Phytochemical | Extract | |
---|---|---|
CAA | CAE | |
Alkaloids | − | − |
Saponins | + | − |
Phenolic compounds and tannins | + | + |
Anthracene glycosides | − | − |
Reducing sugars | + | − |
Cyanogenic glycosides | − | − |
Flavonoids | + | + |
Phytosterols | − | + |
Terpenes | − | + |
- Note: + = detected; − = not detected; CAA = C. adenogonium leaf aqueous extract; CAE = C. adenogonium leaf ethanol extract.
3.2. Bacterial Susceptibility Testing
The susceptibility of the test bacteria to the extracts was initially determined using the agar well diffusion method by measuring the zones of inhibition. The results are displayed in Table 2. All extracts showed varying growth inhibition against all bacterial strains in a concentration-dependent order. At the highest concentration of 100 mg/mL, CAA showed significantly (p ≤ 0.05) the highest mean zone of growth inhibition (20.17 ± 0.58 mm) against S. aureus, a Gram-positive bacterium, while the least (11.83 ± 1.53 mm) was exhibited against the Gram-negative bacterium, E. coli. However, the inhibition on E. coli was not significantly different (p > 0.05) from the other Gram-negative bacteria, S. typhi and P. aeruginosa, when compared. It was also observed that the activity of CAA against P. aeruginosa was not significantly different (p > 0.05) from all bacterial strains except for S. aureus.

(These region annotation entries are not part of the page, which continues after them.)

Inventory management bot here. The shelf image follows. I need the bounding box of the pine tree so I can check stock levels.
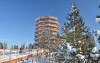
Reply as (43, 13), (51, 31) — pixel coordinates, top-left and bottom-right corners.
(54, 3), (94, 62)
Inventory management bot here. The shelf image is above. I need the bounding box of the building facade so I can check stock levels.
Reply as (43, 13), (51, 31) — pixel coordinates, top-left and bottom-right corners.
(35, 16), (59, 48)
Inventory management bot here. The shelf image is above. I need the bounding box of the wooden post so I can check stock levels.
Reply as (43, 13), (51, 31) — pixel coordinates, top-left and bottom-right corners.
(16, 49), (19, 62)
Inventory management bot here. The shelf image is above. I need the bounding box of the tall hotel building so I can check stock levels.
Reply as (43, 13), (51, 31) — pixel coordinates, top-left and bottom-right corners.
(35, 16), (59, 47)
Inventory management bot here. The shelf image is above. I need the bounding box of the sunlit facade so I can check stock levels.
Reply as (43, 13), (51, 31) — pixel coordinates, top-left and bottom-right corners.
(35, 16), (59, 43)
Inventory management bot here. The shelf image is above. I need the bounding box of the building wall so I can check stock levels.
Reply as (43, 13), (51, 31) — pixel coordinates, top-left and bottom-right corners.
(35, 16), (59, 47)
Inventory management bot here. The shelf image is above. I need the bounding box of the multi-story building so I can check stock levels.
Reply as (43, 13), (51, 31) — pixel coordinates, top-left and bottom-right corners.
(35, 16), (59, 48)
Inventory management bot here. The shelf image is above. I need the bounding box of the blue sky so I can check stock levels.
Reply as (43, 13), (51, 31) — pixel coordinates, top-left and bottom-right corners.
(0, 0), (100, 47)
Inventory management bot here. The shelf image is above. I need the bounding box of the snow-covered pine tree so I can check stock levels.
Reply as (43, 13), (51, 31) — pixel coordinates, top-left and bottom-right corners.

Conc. (mg/mL) | Test bacteria | |||||
---|---|---|---|---|---|---|
S. aureus | S. epidermidis | E. faecalis | E. coli | S. typhi | P. aeruginosa | |
CAA | ||||||
100 | 20.17 ± 0.58a | 14.50 ± 0.87bcef | 15.17 ± 0.76bcf | 11.83 ± 1.53def | 12.33 ± 0.29bdef | 13.00 ± 0.87bcdef |
50 | 16.83 ± 0.76a | 8.67 ± 0.76bdef | 11.33 ± 1.76c | 7.00 ± 1.32bdef | 7.67 ± 0.76bdef | 8.33 ± 0.29bdef |
25 | 11.33 ± 1.89a | 7.00 ± 1.32bcdef | 8.17 ± 0.58bce | 5.50 ± 0.50bdef | 6.17 ± 1.61bcdef | 5.00 ± 0.50bdef |
CAE | ||||||
100 | 21.00 ± 0.87a | 18.50 ± 0.50b | 23.50 ± 0.50c¥ | 11.00 ± 0.87def | 11.00 ± 0.00def | 11.67 ± 0.76def |
50 | 14.00 ± 0.50ab | 14.17 ± 1.26ab | 18.50 ± 1.00c | 6.67 ± 1.04def | 7.00 ± 0.50def | 6.50 ± 0.50def |
25 | 8.67 ± 0.58a | 10.83 ± 0.58b | 13.00 ± 0.50c | 4.17 ± 0.58def | 4.17 ± 0.76def | 4.50 ± 0.87def |
Control | ||||||
CIP (4 × 10−3) | 30.50 ± 1.00ade | 26.50 ± 0.87b | 23.50 ± 0.00cf | 28.83 ± 0.58ade | 30.83 ± 058ade | 21.33 ± 0.29cf |
TET (64 × 10−3) | 25.17 ± 0.58ad | 28.17 ± 0.76bd¥ | 18.67 ± 0.29cef | 26.17 ± 1.26abd | 20.00 ± 0.50cef | 20.83 ± 0.76cef¥ |
DMSO (1% v/v) | nz | nz | nz | nz | nz | nz |
- Note: Values are mean ± standard deviation (n = 3); different letters in superscript indicate significance (p ≤ 0.05) when different bacterial strains are compared by column order for the same concentration of each extract/standard drug using two-way ANOVA followed by Tukey’s post hoc test.
- Abbreviations: CAA = C. adenogonium leaf aqueous extract; CAE = C. adenogonium leaf ethanol extract; CIP = ciprofloxacin; DMSO = dimethyl sulphoxide; TET = tetracycline; nz = no growth inhibition zone (0.00 ± 0.00 mm).
- ¥Significantly not different (p > 0.05) when each concentration of extract/TET is compared with CIP for the same bacterial strain using two-way ANOVA followed by Tukey’s post hoc test.
CAE at the highest concentration of 100 mg/mL displayed the highest mean zone of growth inhibition (23.50 ± 0.50 mm) against E. faecalis, while the least was displayed against S. typhi (11.00 ± 0.00 mm). The activity against S. typhi was, however, not significantly different (p > 0.05) from the other Gram-negative bacterial strains when compared. The susceptibility of two test Gram-positive bacteria, S. aureus and E. faecalis, to CAE was significantly higher (p ≤ 0.05) than all test Gram-negative bacteria. Both standard antibiotics, ciprofloxacin and tetracycline, used as positive controls, presented significantly (p ≤ 0.05) higher zone of growth inhibition compared to the extracts against all test bacteria. The exception was seen in tetracycline, which presented a lower growth inhibition against E. faecalis (18.67 ± 0.29 mm) when compared to CAE (23.50 ± 0.50 mm). With the same organism, the zones of growth inhibition of CAE and ciprofloxacin (23.50 ± 0.00 mm) were significantly not different (p > 0.05).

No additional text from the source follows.